So this is a question I get a lot: “Jay, should I get Bookmap or DAS Trader?” And honestly, the question itself is a little off — because these two aren’t really competing. They do different jobs. I run both every single session, and let me explain why, so you can decide what you actually need.

Quick way to think about it: DAS is for executing and reading the numbers. Bookmap is for seeing the order flow. One is your platform, the other is a lens you put on top of it.

What DAS Trader actually is

DAS Data Pro is an execution platform. It’s where the trade actually happens — the order entry, the hotkeys, the fast fills. And it gives you the Level 2 ladder and the Time & Sales — the prints — in numbers.

It’s highly customisable, which is the part I like. On my DAS Data Pro I’ve got the size set to show in lots, so a “1” means 100 shares, a “3” means 300 — keeps it clean. There’s a market-maker column too, but personally I don’t focus on it much, so I’ve basically removed it. You set it up to show you what you care about.

So everything you need to read order flow is right there on DAS. The big bids, the refills, the absorption — you can see all of it in the Level 2 and the prints. If you want the full breakdown of how to read that ladder, I wrote it up here: how to read Level 2 for day trading.

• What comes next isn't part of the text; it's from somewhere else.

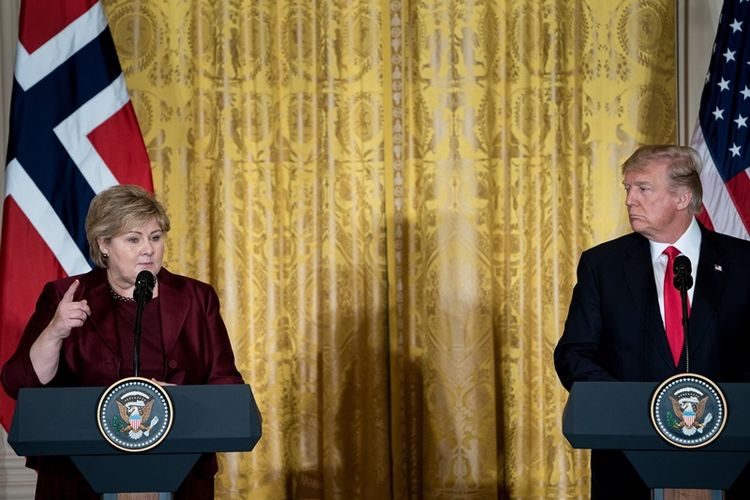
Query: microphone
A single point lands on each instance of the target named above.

Here’s the honest part most people skip: you can absolutely read order flow on DAS alone. You don’t need anything else to get started. So what does Bookmap add?

What Bookmap actually is

Bookmap takes that same order book — the same bids and offers you see flickering on DAS — and instead of showing them as numbers, it draws them as a heatmap over time. Brighter, more intense colour means more resting size at that price. A big buyer shows up as this bright orange-red hue — looks like the sun sitting on the chart. Price prints over the top of it.

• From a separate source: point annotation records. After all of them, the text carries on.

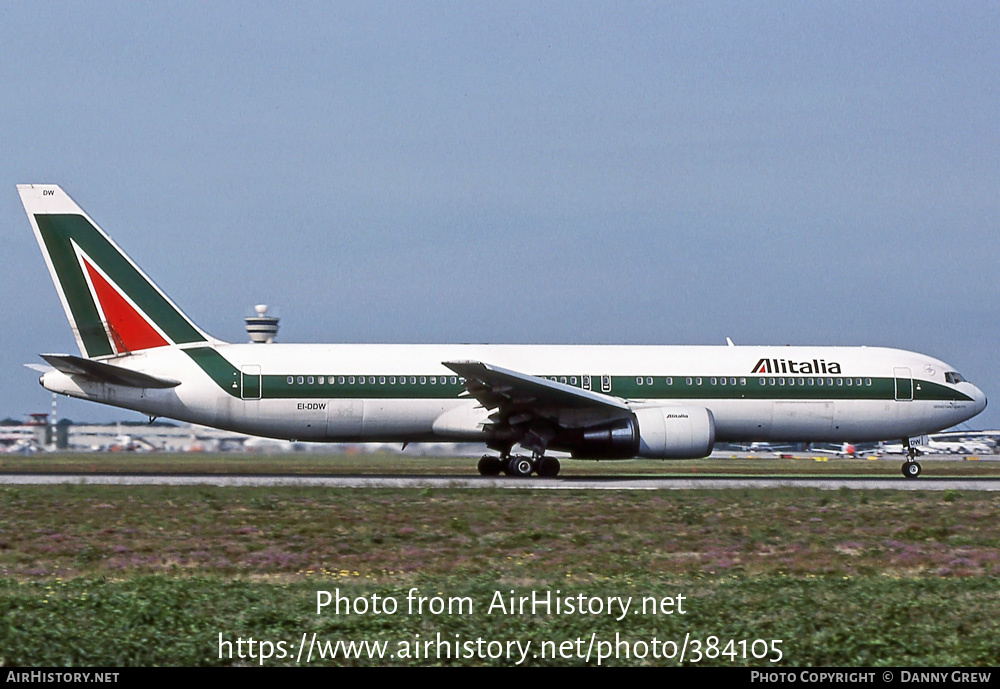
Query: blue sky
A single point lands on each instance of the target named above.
(663, 173)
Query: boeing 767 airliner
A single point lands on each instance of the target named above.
(139, 351)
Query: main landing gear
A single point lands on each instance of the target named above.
(518, 466)
(911, 467)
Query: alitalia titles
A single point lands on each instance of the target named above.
(813, 367)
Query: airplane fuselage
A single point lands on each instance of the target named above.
(404, 393)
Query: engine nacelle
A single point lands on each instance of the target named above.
(655, 433)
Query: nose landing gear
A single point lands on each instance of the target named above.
(911, 468)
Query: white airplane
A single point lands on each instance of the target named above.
(139, 351)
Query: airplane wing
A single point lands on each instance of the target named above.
(520, 398)
(106, 373)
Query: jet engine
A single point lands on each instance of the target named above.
(652, 432)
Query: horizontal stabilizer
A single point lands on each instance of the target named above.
(106, 373)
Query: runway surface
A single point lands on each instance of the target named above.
(473, 482)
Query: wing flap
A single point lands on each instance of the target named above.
(509, 391)
(106, 373)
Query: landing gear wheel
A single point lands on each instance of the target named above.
(548, 467)
(489, 465)
(521, 467)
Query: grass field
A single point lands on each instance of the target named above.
(106, 575)
(309, 463)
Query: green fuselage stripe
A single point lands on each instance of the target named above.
(368, 386)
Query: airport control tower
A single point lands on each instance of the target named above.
(262, 328)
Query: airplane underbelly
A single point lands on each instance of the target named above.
(802, 421)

The one word that explains why I run it: memory.

Think about it. On DAS, the Level 2 is a live snapshot — the numbers flip ten times a second. Can you remember what the bid looked like two minutes ago? Three minutes ago? Honestly, it’s almost impossible. But on Bookmap, you can see it — a minute ago there was a big buyer at 99.8, and now there’s a big buyer at 100. You can watch the liquidity build, hold, get absorbed, or pull, across time. That history is the whole point, and it’s the thing the numbers on DAS just can’t give you. (More on reading it here: how to read a Bookmap heatmap.)

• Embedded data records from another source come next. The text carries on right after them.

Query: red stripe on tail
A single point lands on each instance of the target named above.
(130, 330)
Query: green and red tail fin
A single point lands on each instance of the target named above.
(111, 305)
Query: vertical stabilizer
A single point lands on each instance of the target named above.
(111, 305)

So Bookmap doesn’t show you anything DAS doesn’t — it shows you the same information in a way that’s far easier on your eyes and your memory.

Side by side

DAS Data ProBookmap
What it isExecution platform — your trading terminalOrder-flow visualisation tool
You use it toPlace trades, hotkeys, read Level 2 + the prints in numbersSee resting liquidity as a heatmap over time
The order bookLive snapshot in numbers (flickers, hard to remember)Drawn as a heatmap with full history
Can you trade off it?Yes — it’s where you executeNo — it’s for seeing the flow, not executing
CostComes via your broker / dataA separate (and not cheap) subscription + data
Do you need it to start?Yes (or a similar broker platform)No — it’s an add-on once you’re further along

Read the bottom row, because that’s the real answer. DAS (or whatever your broker gives you) is the requirement. Bookmap is the upgrade.

So which do you need?

Here’s exactly how I’d play it, and it’s the same advice I give in the course.

Start with your broker and DAS. Learn to read the Level 2 ladder and the tape in the raw numbers first. I trade on Lightspeed and DAS, and if you want, Lightspeed has a member offer here. Get genuinely comfortable reading the book before you add another screen — because if you can’t read it as numbers, a prettier version isn’t going to fix that. Bookmap on top of a skill you don’t have yet just gives you more to misread.

Add Bookmap once you’re actually making money. I always say the same thing: invest in Bookmap when you’re making money from trading, or you’ve got money to spare — because it’s an expensive platform. But for you guys, we’ve got an affiliation with Bookmap, so you can try it out for fairly cheap here. It’s optional — you can spot everything on the Level 2 of DAS or Thinkorswim, it’s just going to be a bit more difficult. Bookmap makes the liquidity and the memory easy to see, and for an order-flow trader that’s a real edge — but it’s a nice-to-have on top of the skill, not the skill itself.

So to answer the question properly: it’s not Bookmap vs DAS. It’s DAS first (you need it), and Bookmap added when you’re ready and can justify it. I run both because they each do a job the other one doesn’t.

And the honest reminder, because I always give it: no platform makes you profitable. DAS doesn’t, Bookmap doesn’t, and a prettier heatmap definitely doesn’t. Most retail traders lose money. The tools just show you the order flow more clearly — what you do with it, your risk, your discipline, that’s the whole game. This is education, not financial advice. Get the reps in on the platform you’ve already got, and add the next tool when it actually earns its spot on your desk.